Curious, I asked him why he thinks that was. He said that at tryouts, he would not necessarily pick the best players, but the ones that were looking at him when he spoke, and applied what he was asking them to do. According to him, it made many parents furious when their “more talented son” was cut, but he stuck to his beliefs. Those players, he explained, are “coachable” and those are the ones who will keep on developing and progressing.
Even later in life, as I was coaching Rep hockey, I have witnessed that phenomena first hand myself too. Some players started well behind others at training camp, but ended up being better at the end of the season, or at least improved much more. Those who paid attention, listened and learned from others’ experience, those who didn’t think they knew it all at a young age, advanced much faster and further.

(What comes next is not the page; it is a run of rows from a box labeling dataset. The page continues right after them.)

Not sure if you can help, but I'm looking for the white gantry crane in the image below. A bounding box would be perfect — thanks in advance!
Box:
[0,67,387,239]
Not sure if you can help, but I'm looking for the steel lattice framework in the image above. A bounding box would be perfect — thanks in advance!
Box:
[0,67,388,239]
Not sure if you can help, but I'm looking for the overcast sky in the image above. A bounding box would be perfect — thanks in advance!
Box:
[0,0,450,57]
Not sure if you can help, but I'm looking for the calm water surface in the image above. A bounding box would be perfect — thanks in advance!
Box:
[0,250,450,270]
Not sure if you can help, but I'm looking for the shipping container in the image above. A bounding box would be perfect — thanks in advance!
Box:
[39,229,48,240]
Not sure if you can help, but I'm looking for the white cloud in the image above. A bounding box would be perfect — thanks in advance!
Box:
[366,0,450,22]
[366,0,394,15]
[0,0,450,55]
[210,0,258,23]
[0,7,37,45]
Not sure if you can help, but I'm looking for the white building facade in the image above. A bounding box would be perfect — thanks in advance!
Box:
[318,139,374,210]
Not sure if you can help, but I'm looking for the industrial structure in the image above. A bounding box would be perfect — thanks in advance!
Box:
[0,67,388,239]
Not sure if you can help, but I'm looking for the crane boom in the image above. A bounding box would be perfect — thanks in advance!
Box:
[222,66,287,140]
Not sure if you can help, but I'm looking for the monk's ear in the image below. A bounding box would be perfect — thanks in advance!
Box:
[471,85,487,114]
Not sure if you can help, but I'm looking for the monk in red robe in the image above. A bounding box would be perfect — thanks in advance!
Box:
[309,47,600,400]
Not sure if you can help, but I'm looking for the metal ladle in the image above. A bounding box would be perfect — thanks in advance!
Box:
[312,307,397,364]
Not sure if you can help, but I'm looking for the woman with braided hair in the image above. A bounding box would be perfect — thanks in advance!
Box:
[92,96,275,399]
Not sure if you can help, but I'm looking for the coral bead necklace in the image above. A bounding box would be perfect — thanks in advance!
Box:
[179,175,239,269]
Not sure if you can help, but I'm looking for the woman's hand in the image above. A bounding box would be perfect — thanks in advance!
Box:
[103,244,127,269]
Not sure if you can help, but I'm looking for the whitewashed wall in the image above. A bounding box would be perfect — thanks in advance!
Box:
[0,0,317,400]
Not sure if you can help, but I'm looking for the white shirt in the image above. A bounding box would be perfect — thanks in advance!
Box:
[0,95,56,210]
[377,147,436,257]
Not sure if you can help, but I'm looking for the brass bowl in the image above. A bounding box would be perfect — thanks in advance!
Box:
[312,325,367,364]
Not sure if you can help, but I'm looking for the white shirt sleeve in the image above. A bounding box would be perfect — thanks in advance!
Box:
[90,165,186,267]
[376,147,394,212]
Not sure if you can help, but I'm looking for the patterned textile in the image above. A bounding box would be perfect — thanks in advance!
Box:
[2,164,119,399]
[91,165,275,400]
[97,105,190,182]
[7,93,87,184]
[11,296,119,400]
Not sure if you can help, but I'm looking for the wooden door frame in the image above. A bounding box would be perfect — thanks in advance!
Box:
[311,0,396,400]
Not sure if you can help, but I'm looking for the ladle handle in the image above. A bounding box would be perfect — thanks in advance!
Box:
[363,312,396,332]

So you see, when someone claims that Timmins, Bergevin or whomever doesn’t know how to draft, or that they don’t know how to develop players, they’re not telling the truth. Or at least, not the entire truth. They’re too often speaking out of knowledge, or out of turn. Alex Galchenyuk listening to his father who was telling him not to listen to the coaches is not the fault of the organisation.
Of course some draft better than others and some invest more in player development. Some coaches are better at developing players too. It’s like anything else. But at that level, the difference is minimal. And that’s why teams try to get the extra edge.
That’s why the Canadiens held their own combines, even in Europe. And that’s why they hired Dr. David Scott, a sports psychologist, who has been involved in prospects interviews in recent years, asking the right questions. That’s why they have Sports Science and Performance department and that’s why they have Rob Ramage and Francis Bouillon helping with player development.
Drafting and player development contains more grey area than it does black or white. They are intertwined into a mix of information and of people involved… and that includes the players themselves. They control more than they sometimes think they do.